Tetsuya Ishida at Gagosian Gallery

Workers are expendable in the alienated world depicted by Japanese artist Tetsuya Ishida in the late artist’s paintings at Gagosian Gallery in Chelsea.  Coming into adulthood in the Japan’s economic depression in the ‘90s, known as the country’s ‘Lost Decade,’ Ishida catalogued the dehumanizing effect of corporate culture in images that depict workers taking in food from nozzles as if in a gas station or emerging from train doors in the form of boxes with heads, ready for delivery and consumption.  Here, in ‘Exercise Equipment,’ a worried looking individual with Ishida’s features runs not for the health benefits, but to keep ahead of the workers poised to yank him from the treadmill.  (On view in Chelsea through Oct 21st).

Tetsuya Ishida, Exercise Equipment, acrylic on board, 1997.

Charles Platt at Freight and Volume Gallery

Architect Charles Platt’s glass-wall contemporary designs are a world away from his collage, now on view on the Lower East Side at Freight and Volume Gallery.

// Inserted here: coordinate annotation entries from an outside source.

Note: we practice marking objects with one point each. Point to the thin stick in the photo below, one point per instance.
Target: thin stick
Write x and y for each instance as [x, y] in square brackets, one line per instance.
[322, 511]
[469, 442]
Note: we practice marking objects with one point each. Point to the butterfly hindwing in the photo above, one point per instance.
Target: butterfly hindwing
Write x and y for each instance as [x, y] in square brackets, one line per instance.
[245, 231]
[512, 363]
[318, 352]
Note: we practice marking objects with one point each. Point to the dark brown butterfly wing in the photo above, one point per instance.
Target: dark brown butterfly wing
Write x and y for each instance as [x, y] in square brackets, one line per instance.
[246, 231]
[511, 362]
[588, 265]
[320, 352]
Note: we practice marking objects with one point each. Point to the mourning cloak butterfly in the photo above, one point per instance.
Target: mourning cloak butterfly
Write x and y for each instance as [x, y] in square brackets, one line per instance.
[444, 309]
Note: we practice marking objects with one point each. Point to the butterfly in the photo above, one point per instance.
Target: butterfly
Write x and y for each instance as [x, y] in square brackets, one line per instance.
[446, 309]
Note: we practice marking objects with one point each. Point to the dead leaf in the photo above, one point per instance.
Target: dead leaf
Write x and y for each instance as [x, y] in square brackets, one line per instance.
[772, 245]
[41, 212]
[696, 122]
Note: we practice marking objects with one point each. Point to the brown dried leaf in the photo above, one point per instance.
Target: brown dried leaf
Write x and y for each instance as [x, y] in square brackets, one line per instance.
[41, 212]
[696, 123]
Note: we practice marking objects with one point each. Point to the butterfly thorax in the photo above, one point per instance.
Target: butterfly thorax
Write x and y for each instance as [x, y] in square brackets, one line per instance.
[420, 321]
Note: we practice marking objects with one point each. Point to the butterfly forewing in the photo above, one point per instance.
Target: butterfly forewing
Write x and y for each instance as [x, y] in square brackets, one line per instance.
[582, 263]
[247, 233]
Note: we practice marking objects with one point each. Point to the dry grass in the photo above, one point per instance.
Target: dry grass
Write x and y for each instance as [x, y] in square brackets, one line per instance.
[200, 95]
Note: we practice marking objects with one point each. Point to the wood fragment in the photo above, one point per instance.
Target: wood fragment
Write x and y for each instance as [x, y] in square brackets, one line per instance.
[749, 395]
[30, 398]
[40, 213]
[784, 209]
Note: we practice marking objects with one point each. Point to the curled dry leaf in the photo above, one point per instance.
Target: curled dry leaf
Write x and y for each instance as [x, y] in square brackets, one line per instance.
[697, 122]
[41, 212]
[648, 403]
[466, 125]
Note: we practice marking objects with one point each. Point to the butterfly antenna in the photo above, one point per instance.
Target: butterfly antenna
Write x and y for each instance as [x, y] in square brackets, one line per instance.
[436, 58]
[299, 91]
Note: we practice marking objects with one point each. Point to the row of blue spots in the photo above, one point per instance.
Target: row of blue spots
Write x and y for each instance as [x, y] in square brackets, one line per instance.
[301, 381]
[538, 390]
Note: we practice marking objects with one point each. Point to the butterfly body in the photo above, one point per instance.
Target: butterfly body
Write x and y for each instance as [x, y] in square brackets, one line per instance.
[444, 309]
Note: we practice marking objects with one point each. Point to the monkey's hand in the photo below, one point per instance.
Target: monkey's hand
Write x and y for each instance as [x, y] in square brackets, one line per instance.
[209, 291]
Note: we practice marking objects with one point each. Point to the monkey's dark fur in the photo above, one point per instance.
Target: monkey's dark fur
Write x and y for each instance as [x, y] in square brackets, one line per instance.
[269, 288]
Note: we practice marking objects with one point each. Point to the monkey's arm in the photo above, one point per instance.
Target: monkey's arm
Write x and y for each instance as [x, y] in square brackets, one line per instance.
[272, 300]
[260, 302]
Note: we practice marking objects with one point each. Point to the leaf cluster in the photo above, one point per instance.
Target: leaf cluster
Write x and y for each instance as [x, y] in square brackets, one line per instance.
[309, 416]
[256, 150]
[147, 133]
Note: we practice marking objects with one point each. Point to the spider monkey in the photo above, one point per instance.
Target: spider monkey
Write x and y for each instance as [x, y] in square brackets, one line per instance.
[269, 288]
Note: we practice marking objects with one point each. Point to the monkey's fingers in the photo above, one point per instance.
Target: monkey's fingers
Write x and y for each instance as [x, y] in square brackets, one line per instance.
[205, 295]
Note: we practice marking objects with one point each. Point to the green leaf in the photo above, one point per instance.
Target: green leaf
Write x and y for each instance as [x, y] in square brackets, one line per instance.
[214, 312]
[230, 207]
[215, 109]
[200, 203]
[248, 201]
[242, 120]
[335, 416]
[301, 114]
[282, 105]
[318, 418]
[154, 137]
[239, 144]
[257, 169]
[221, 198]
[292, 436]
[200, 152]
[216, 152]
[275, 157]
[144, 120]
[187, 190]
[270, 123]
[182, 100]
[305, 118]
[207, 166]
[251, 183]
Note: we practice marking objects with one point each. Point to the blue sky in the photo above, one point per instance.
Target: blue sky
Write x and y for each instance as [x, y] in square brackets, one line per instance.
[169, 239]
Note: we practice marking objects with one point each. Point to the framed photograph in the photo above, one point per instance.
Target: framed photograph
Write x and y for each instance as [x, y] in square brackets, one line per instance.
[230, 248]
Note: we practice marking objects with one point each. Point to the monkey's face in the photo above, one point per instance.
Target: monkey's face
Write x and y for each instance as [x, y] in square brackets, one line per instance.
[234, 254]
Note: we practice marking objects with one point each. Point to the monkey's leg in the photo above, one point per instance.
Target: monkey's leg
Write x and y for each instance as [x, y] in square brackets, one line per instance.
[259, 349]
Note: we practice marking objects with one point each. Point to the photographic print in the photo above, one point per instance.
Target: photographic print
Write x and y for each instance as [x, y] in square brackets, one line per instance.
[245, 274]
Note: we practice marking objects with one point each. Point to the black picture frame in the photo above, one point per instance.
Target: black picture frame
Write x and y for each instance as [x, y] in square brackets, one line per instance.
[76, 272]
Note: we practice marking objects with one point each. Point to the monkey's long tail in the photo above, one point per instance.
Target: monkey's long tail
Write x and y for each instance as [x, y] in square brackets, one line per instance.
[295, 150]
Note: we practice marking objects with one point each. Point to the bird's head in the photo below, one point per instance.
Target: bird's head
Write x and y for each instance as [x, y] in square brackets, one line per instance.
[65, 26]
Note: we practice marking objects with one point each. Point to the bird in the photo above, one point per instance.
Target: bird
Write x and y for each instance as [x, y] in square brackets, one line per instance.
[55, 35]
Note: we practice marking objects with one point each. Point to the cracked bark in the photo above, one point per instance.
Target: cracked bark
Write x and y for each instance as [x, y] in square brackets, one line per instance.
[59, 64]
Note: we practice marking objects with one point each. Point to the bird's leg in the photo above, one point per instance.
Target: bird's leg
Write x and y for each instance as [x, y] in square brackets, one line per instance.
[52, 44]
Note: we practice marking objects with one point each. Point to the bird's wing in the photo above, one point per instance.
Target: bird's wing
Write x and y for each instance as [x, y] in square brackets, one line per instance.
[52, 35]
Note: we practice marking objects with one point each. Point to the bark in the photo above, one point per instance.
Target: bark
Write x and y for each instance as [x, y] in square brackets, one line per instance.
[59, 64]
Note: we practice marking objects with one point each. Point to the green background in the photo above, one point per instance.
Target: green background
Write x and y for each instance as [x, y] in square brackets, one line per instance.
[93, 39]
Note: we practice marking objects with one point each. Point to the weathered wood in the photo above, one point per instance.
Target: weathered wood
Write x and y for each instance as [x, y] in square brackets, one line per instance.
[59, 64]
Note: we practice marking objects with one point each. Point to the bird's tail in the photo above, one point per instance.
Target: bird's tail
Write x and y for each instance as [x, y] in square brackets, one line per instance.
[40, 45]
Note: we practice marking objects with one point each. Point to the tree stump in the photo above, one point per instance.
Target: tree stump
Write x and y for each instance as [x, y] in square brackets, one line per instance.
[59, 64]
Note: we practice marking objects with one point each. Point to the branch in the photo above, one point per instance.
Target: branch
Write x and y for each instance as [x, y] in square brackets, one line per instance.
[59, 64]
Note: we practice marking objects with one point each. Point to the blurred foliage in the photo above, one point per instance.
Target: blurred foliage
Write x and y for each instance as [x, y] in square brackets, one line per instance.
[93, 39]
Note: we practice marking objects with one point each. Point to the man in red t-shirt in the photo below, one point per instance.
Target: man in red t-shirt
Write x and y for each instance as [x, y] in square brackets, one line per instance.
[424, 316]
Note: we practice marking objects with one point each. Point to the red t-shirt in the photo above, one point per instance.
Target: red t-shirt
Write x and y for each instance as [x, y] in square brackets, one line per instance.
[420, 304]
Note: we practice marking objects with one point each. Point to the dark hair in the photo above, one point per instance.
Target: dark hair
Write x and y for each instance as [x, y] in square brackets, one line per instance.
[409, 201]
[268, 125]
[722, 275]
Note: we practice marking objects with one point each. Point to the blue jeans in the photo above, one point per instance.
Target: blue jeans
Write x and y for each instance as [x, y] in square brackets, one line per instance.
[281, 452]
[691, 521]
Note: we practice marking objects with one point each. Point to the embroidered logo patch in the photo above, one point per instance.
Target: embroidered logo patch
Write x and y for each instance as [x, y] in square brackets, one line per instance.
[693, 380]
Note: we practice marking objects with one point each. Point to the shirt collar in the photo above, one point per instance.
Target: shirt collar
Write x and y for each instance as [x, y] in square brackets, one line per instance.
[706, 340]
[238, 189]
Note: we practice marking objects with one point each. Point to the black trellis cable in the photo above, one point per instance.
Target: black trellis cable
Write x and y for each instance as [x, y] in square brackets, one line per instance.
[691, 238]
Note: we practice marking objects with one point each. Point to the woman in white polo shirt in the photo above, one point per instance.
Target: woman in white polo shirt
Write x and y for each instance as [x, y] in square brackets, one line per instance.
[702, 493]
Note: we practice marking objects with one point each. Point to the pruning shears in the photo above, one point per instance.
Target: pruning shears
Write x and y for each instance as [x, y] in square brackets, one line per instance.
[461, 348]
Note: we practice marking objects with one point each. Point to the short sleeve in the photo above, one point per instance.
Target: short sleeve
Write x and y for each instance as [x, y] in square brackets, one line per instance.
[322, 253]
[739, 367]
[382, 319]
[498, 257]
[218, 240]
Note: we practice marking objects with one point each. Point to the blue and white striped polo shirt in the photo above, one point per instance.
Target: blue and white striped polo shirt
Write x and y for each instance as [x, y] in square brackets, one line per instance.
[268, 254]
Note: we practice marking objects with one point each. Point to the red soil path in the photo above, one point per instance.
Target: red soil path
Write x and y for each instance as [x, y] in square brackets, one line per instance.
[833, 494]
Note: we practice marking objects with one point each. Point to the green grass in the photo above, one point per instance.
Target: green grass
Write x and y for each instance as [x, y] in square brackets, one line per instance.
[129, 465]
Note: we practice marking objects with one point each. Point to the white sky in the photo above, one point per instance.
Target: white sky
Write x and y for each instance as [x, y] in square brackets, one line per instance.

This pair of overalls, mounted to canvas and titled ‘The Hired Man’ literally turns the notion of work for hire inside out. (Through Feb 26th).

Charles Platt, The Hired Man, mixed media, 58 x 38 inches, 1959.
Charles Platt, The Hired Man, mixed media, 58 x 38 inches, 1959.

Josh Klein in ‘The Husk’ at Untitled Gallery

A FedEx worker seems to have delivered more workers in Josh Klein’s recent sculpture at Untitled Gallery on the Lower East Side. The phrase ‘no sick days’ in the title suggests that actual human workers would be a liability. (Through August 1st).

Josh Klein, (foreground) No Sick Days (Fedex Worker’s Head with Fedex Cap), 3 3D-printed sculptures (two seen here) in plaster with inkjet ink and cyanoacrylate, cast urethane foam packing peanuts, vinyl, cardboard, MDF, 27 x 27 x 35 inches, 2014.